Umberto Nobile - Early Career

Early Career

Born in Lauro, in the southern Italian province of Avellino, Nobile graduated from the University of Naples with degrees in both electrical and industrial engineering. In 1906 he began working for the Italian state railways, where he worked on electrification of the rail system. In 1911 his interests turned to the field of aeronautical engineering, and he enrolled in a one-year course offered by the Italian Army. Nobile had always been fascinated by the work of airship pioneers such as Ferdinand von Zeppelin. When Italy entered World War I in 1915, the then 29-year-old attempted three times to enlist, but was rejected as physically unfit for service.

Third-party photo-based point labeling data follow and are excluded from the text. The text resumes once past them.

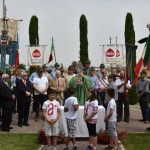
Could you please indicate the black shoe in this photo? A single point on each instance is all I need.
(20, 125)
(5, 129)
(26, 124)
(10, 127)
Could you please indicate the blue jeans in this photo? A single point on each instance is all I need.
(38, 102)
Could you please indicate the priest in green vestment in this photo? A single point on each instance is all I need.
(80, 83)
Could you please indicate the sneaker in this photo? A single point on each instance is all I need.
(75, 148)
(66, 148)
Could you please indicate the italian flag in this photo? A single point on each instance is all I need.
(52, 54)
(144, 62)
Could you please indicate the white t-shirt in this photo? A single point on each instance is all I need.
(69, 103)
(51, 108)
(40, 83)
(112, 105)
(91, 107)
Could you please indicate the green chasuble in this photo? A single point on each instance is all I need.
(80, 85)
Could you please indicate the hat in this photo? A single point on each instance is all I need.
(56, 65)
(44, 66)
(143, 72)
(111, 76)
(102, 66)
(88, 61)
(70, 68)
(39, 69)
(92, 69)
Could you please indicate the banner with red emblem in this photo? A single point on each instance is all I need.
(113, 54)
(36, 55)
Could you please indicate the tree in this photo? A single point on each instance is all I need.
(130, 39)
(83, 40)
(33, 31)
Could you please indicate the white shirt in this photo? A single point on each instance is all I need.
(119, 82)
(41, 83)
(69, 103)
(103, 82)
(90, 108)
(112, 105)
(51, 108)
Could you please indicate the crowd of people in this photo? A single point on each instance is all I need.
(77, 86)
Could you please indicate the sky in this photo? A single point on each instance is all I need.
(60, 19)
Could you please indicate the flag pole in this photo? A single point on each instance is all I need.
(54, 50)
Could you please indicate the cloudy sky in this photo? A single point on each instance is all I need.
(60, 19)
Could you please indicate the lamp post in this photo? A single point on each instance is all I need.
(4, 40)
(148, 26)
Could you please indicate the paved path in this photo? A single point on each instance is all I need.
(133, 126)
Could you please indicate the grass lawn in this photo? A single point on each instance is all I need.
(18, 141)
(137, 141)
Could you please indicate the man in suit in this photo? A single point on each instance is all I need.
(7, 103)
(24, 99)
(59, 85)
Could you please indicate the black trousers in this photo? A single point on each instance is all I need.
(23, 112)
(122, 100)
(144, 106)
(6, 117)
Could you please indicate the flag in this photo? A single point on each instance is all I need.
(144, 61)
(17, 55)
(52, 54)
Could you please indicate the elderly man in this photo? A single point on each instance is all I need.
(103, 82)
(111, 84)
(59, 85)
(68, 77)
(40, 85)
(24, 94)
(80, 83)
(123, 97)
(142, 92)
(7, 98)
(87, 67)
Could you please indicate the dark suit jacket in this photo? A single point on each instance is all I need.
(6, 95)
(21, 90)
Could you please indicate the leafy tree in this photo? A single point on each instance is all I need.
(130, 39)
(83, 40)
(33, 31)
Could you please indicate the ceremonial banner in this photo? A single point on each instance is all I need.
(119, 54)
(113, 54)
(109, 54)
(36, 55)
(11, 26)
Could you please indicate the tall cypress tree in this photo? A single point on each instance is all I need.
(130, 39)
(83, 40)
(33, 31)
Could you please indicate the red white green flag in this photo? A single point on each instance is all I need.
(52, 54)
(144, 62)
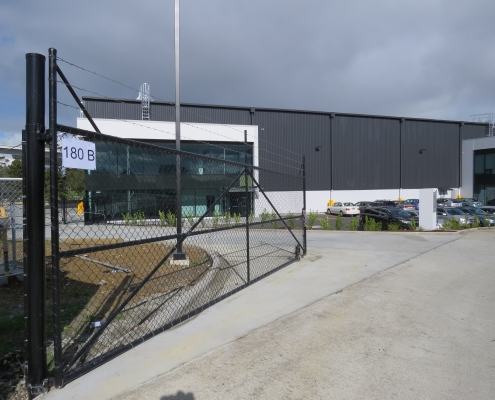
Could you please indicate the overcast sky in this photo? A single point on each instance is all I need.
(422, 58)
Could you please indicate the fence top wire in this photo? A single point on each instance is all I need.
(162, 149)
(187, 110)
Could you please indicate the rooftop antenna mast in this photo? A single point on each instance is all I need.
(179, 254)
(145, 97)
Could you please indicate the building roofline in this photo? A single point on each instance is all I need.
(250, 109)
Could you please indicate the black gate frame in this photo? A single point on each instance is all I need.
(34, 139)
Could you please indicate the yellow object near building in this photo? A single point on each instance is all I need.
(3, 213)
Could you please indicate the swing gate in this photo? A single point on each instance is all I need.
(146, 240)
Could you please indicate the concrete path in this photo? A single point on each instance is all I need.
(319, 329)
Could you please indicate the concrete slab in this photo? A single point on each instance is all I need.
(335, 261)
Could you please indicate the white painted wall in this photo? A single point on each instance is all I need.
(428, 209)
(162, 130)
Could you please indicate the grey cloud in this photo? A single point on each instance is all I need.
(420, 59)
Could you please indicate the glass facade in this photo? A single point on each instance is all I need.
(484, 176)
(130, 180)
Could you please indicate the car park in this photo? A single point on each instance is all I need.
(489, 209)
(455, 213)
(469, 202)
(484, 218)
(343, 209)
(388, 203)
(388, 216)
(363, 205)
(444, 202)
(456, 203)
(410, 204)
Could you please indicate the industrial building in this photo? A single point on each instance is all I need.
(349, 157)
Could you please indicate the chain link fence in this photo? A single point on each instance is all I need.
(11, 228)
(119, 276)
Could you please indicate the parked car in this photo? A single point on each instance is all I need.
(343, 209)
(469, 202)
(455, 213)
(363, 205)
(444, 202)
(410, 204)
(456, 203)
(489, 209)
(484, 218)
(388, 203)
(387, 216)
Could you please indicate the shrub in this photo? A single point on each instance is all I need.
(265, 216)
(312, 219)
(226, 218)
(215, 218)
(412, 225)
(190, 218)
(237, 218)
(325, 224)
(372, 225)
(354, 225)
(161, 215)
(140, 218)
(274, 216)
(170, 218)
(394, 226)
(292, 223)
(127, 219)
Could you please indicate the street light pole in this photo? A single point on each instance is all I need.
(179, 254)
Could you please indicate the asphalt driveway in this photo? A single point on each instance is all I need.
(366, 315)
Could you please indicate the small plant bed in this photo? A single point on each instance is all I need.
(11, 340)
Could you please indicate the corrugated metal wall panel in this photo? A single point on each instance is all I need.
(113, 109)
(285, 136)
(366, 148)
(472, 131)
(438, 165)
(215, 115)
(366, 153)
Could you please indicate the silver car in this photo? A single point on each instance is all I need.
(455, 213)
(469, 202)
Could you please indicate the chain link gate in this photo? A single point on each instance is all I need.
(11, 227)
(115, 279)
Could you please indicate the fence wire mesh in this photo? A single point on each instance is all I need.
(11, 227)
(119, 282)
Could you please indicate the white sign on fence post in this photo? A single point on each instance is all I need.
(78, 154)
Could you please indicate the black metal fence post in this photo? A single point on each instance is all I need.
(246, 176)
(34, 223)
(52, 116)
(304, 204)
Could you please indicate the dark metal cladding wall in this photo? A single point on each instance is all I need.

Commissioned in the Italian air force, Nobile spent the war overseeing airship construction and developing new designs. The Italian military had already used airships as early as 1912, during the Italo-Turkish War, for bombing and reconnaissance. Italy built about 20 M-class semi-rigid airships with a bomb load of 1000 kg which it used for bombing and anti-shipping missions. The Italians also used other, smaller airships, some of them British-built. None of Nobile's designs flew until after the war.

In July 1918, Nobile formed a partnership with the engineers Giuseppe Valle, Benedetto Croce and Celestino Usuelli, which they called the Aeronautical Construction Factory. During this period he also lectured at the University of Naples, obtained his test pilot's license and wrote the textbook Elementi di Aerodinamica (Elements of Aerodynamics). He became convinced that medium sized, semi-rigid airships were superior to non-rigid and rigid designs. The company's first project was the Airship T-34, which was designed for a trans-Atlantic crossing. When the British R34 crossed the Atlantic in 1919, Nobile and his partners sold the T-34 to the Italian military. Later the U.S. Army acquired the ship, and commissioned it as the Roma. The Roma ultimately crashed in Langley, Virginia in 1922 after hittng high tension power lines, killing 34.

That same year, in the face of political instability and threats to nationalize his company, Nobile traveled to the U.S. to work as a consultant for Goodyear in Akron, Ohio. He returned to Italy in 1923 and began construction of a new airship, the N-1. According to his biography and numerous articles, he was also caught up in a web of political and professional intrigue with competitors and detractors. His principal antagonists seem to have been General Gaetano Arturo Crocco, a competing airship manufacturer, and General Italo Balbo, chief of the air force general staff, who sought to develop Italy's air fleet with heavier-than-air craft rather than the airships Nobile designed.